De la condition des hommes et autres animaux
Thomas GUNZIG, Le plus petit zoo du monde, Au diable vauvert, 2003
Thomas GUNZIG, Royaumes, Le grand miroir, coll. « La petite littéraire », 2003
Un jour, en se levant, Bob découvre une girafe dans son jardin ; Dieu seul sait comment elle a bien pu atterrir là ; Bob la regarde pourrir jour après jour, avant de s’en débarrasser avec l’aide de deux ouvriers polonais. En quête de rencontres féminines, Henry fait la connaissance d’un généticien bricoleur qui lui propose, à titre d’expérience scientifique, de partager pendant trois mois la vie d’une appétissante jeune femme, laquelle s’avérera en réalité être… une vache. Fred, au cours d’un voyage d’affaires à l’étranger, se sent épié dans sa chambre d’hôtel. Vérification faite, il découvre un koala perché au-dessus d’une armoire ; sa présence ne semble pas étonner autrement la direction de l’hôtel ; Fred lui fait passer une nuit dans la gouttière, d’où il le ressortira mort de froid, avant de vider les lieux. Telles sont quelques-unes des fables drôles et cruelles que Thomas Gunzig a mijotées pour son dernier recueil de nouvelles, Le plus petit zoo du monde. Elles appartiennent à une veine fantastique qui remonte à la Métamorphose de Kafka, et dont le ressort consiste à introduire dans le quotidien un événement absurde, incompréhensible, impossible à éliminer, et dont il s’agit de s’accommoder le mieux possible. Chez Thomas Gunzig, contrairement à Grégoire Samsa transformé en vermine, les protagonistes ne subissent pas eux-mêmes de métamorphose, mais butent contre une présence extérieure et incongrue, projection de leur propre animalité.
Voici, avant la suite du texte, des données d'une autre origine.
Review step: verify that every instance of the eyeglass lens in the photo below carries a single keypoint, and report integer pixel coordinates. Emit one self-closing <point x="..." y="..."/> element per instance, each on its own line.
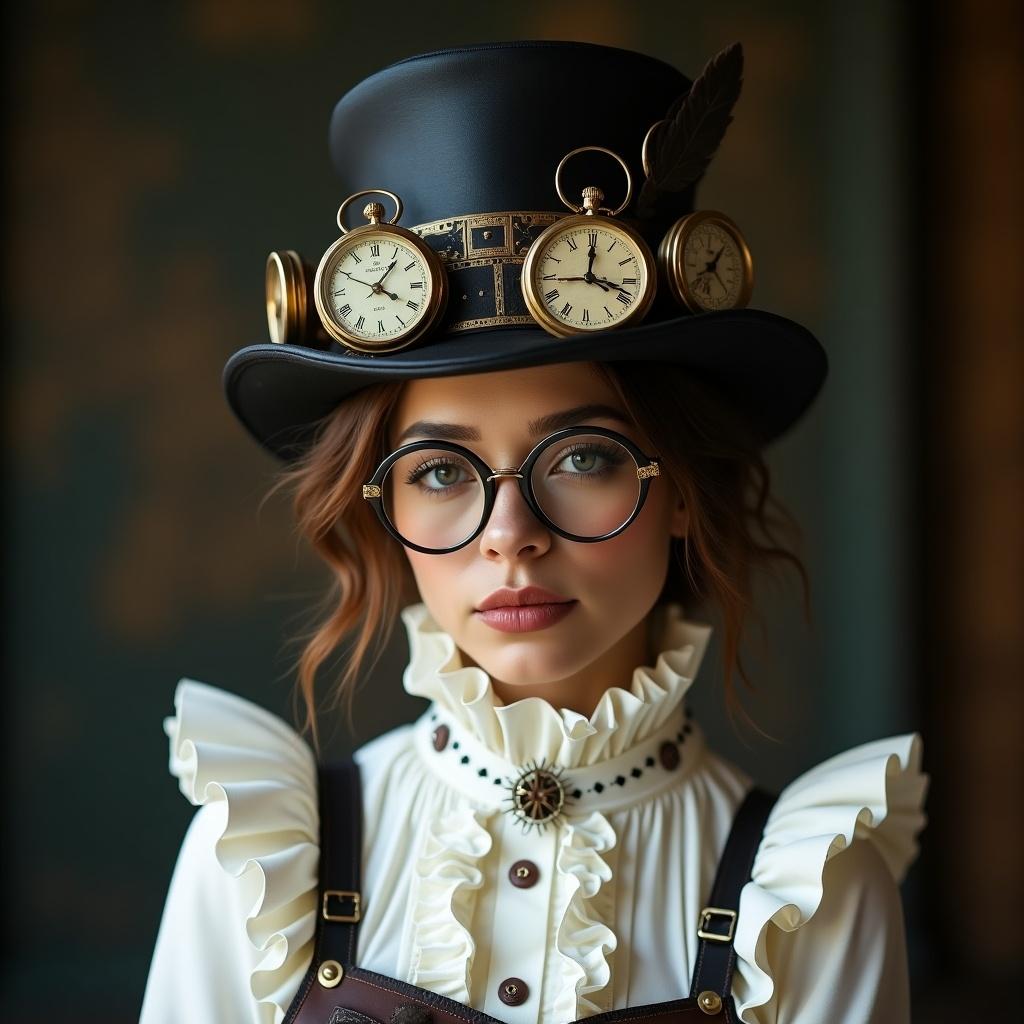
<point x="586" y="484"/>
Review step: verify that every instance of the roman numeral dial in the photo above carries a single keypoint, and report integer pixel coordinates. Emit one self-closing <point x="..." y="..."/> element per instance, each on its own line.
<point x="379" y="287"/>
<point x="707" y="263"/>
<point x="588" y="272"/>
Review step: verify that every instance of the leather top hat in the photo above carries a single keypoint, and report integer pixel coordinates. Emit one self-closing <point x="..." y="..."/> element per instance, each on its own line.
<point x="469" y="141"/>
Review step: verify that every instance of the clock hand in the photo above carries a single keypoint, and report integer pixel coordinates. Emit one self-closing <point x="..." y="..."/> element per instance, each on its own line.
<point x="374" y="289"/>
<point x="356" y="280"/>
<point x="594" y="281"/>
<point x="611" y="284"/>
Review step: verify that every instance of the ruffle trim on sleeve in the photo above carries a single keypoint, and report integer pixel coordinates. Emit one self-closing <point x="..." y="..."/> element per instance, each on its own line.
<point x="583" y="940"/>
<point x="875" y="792"/>
<point x="227" y="751"/>
<point x="448" y="872"/>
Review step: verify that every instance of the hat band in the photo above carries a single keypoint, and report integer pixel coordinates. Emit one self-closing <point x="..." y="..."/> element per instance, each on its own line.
<point x="483" y="255"/>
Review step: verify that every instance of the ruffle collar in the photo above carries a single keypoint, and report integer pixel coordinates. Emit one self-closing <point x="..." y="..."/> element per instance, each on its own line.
<point x="532" y="729"/>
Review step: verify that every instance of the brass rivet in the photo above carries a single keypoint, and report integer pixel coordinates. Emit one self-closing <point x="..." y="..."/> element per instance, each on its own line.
<point x="330" y="974"/>
<point x="709" y="1001"/>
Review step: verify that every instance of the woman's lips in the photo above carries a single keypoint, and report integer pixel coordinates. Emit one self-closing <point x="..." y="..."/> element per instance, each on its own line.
<point x="526" y="617"/>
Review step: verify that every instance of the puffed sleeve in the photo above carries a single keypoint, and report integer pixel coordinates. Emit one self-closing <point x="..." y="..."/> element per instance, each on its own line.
<point x="239" y="923"/>
<point x="848" y="964"/>
<point x="201" y="962"/>
<point x="820" y="933"/>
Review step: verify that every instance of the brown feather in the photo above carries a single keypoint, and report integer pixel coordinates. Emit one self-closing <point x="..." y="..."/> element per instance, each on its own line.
<point x="694" y="126"/>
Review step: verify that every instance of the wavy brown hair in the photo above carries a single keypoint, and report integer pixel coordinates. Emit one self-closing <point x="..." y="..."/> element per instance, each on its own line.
<point x="704" y="446"/>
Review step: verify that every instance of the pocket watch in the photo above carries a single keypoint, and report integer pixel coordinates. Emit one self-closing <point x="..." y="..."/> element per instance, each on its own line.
<point x="379" y="287"/>
<point x="589" y="271"/>
<point x="706" y="262"/>
<point x="290" y="317"/>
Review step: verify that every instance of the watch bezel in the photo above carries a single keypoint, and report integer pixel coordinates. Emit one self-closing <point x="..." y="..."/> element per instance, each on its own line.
<point x="535" y="300"/>
<point x="671" y="260"/>
<point x="435" y="303"/>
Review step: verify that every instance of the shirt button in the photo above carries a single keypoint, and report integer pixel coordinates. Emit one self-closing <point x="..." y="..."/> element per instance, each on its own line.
<point x="669" y="755"/>
<point x="523" y="873"/>
<point x="512" y="991"/>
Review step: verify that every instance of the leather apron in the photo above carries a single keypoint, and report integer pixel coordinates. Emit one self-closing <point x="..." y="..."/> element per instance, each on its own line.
<point x="335" y="990"/>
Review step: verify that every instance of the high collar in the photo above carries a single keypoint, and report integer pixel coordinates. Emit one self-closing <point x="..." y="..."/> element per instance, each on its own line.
<point x="532" y="729"/>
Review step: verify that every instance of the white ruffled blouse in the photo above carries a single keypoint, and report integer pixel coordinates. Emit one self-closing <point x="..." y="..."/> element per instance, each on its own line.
<point x="611" y="919"/>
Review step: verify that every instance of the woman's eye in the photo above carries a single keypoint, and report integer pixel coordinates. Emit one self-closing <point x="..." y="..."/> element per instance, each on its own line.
<point x="587" y="460"/>
<point x="437" y="475"/>
<point x="579" y="462"/>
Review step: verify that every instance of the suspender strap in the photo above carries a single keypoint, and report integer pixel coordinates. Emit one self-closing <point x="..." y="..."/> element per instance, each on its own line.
<point x="339" y="902"/>
<point x="341" y="853"/>
<point x="716" y="955"/>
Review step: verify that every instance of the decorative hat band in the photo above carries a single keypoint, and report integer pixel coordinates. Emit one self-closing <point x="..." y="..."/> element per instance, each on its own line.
<point x="483" y="254"/>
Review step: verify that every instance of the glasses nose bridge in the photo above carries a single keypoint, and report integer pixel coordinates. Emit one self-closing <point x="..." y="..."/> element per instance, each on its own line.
<point x="506" y="471"/>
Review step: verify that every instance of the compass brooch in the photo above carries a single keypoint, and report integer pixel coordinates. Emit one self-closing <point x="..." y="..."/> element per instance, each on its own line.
<point x="538" y="796"/>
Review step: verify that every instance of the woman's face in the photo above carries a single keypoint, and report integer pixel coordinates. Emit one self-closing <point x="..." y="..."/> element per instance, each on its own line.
<point x="611" y="585"/>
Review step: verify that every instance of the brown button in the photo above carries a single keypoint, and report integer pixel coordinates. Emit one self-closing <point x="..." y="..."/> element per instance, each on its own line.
<point x="669" y="755"/>
<point x="523" y="873"/>
<point x="512" y="991"/>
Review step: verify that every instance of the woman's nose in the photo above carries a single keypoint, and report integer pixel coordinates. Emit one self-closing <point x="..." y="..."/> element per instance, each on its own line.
<point x="512" y="530"/>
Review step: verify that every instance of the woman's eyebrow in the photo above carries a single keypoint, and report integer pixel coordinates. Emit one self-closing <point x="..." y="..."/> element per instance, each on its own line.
<point x="542" y="425"/>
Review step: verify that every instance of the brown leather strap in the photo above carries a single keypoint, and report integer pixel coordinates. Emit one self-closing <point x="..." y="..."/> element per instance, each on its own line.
<point x="717" y="956"/>
<point x="340" y="873"/>
<point x="379" y="997"/>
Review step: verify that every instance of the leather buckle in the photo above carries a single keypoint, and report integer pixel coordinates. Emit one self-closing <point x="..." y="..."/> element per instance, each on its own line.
<point x="341" y="894"/>
<point x="705" y="921"/>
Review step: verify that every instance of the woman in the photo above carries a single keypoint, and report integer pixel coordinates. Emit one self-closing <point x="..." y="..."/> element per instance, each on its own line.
<point x="552" y="839"/>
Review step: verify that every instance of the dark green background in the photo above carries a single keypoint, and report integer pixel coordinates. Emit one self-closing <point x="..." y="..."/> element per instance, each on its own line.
<point x="158" y="152"/>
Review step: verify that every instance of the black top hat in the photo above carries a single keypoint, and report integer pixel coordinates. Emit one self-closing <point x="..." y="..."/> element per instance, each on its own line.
<point x="480" y="130"/>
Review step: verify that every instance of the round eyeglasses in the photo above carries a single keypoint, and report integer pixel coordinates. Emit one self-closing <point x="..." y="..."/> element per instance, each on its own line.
<point x="585" y="483"/>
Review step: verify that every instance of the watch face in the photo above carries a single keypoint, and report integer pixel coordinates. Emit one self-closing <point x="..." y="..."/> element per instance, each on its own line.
<point x="590" y="275"/>
<point x="376" y="287"/>
<point x="714" y="266"/>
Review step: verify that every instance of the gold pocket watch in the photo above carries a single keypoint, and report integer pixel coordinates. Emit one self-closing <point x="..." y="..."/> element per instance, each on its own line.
<point x="704" y="258"/>
<point x="706" y="262"/>
<point x="589" y="271"/>
<point x="290" y="317"/>
<point x="379" y="287"/>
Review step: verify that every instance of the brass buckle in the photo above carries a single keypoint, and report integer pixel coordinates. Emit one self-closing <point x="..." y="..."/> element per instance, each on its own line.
<point x="705" y="921"/>
<point x="348" y="919"/>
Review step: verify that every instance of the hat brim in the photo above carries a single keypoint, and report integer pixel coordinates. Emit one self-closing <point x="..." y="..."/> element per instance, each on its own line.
<point x="769" y="367"/>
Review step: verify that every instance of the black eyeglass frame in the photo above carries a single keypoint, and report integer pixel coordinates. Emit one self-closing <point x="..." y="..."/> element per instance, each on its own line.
<point x="647" y="467"/>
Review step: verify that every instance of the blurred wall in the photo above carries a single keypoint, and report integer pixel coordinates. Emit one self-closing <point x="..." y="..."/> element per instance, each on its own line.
<point x="157" y="153"/>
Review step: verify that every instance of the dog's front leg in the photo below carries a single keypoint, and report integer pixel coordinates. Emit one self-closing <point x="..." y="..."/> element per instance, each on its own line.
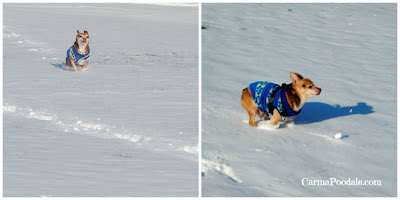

Le procédé est d’autant plus efficace qu’il joue du décalage constant entre ces phénomènes surnaturels et la banalité d’un quotidien dominé par l’ennui et l’échec : ainsi, la girafe de la nouvelle homonyme apparaît-elle dans la vie de Bob au moment où sa femme vient de le quitter. Le pathétique de la chose étant que la disparition de la girafe, loin de ramener l’épouse au foyer conjugal, la poussera au contraire à le déserter définitivement, horrifiée par le dépeçage de l’animal… Les autres récits appartiennent à une veine quelque peu différente, où la présence animale, qui justifie le titre du recueil, est davantage d’ordre verbal que proprement narratif. L’ours, le coucou, le frelon, la rainette, qui en est l’exemple le plus abouti, est une variation parodique sur les films de Bruce Lee. Un Bruce Lee qui, à l’inverse de son modèle, ne fait rien pour sauver sa famille, décimée par les « triades » qui en veulent à sa fortune. Obnubilé par la maîtrise de lui-même et l’intériorisation de ses émotions, il se retrouvera seul mais heureux, dans une « banlieue grise et humide » qui pourrait bien être celle de Bruxelles, dans la peau d’un professeur de « yoga light » pour dames âgées… Deux autres nouvelles évoquent, chacune à leur manière, les fantasmes violents, voire meurtriers, le désir de toute-puissance d’individus ordinaires, qui tentent ainsi de compenser les frustrations de leur existence médiocre. Dans Le poisson rouge, Franck retrouve sa voiture volée par des malfaiteurs qui y ont violé et mangé trois jeunes filles ; il s’imagine à son tour dans la peau du violeur, et leur fait subir en imagination les pires sévices. Dans Le chien de traîneau, un personnage nommé Le Timide est amoureux d’une employée de Pierrot-Croissant, à qui il n’inspire en retour qu’indifférence et irritation ; après l’avoir vainement harcelée, il reportera sa haine sur de jeunes prostituées sans-papiers, fort de son bon droit résumé par un slogan : « II était le Roi et les autres c’était ses boys ».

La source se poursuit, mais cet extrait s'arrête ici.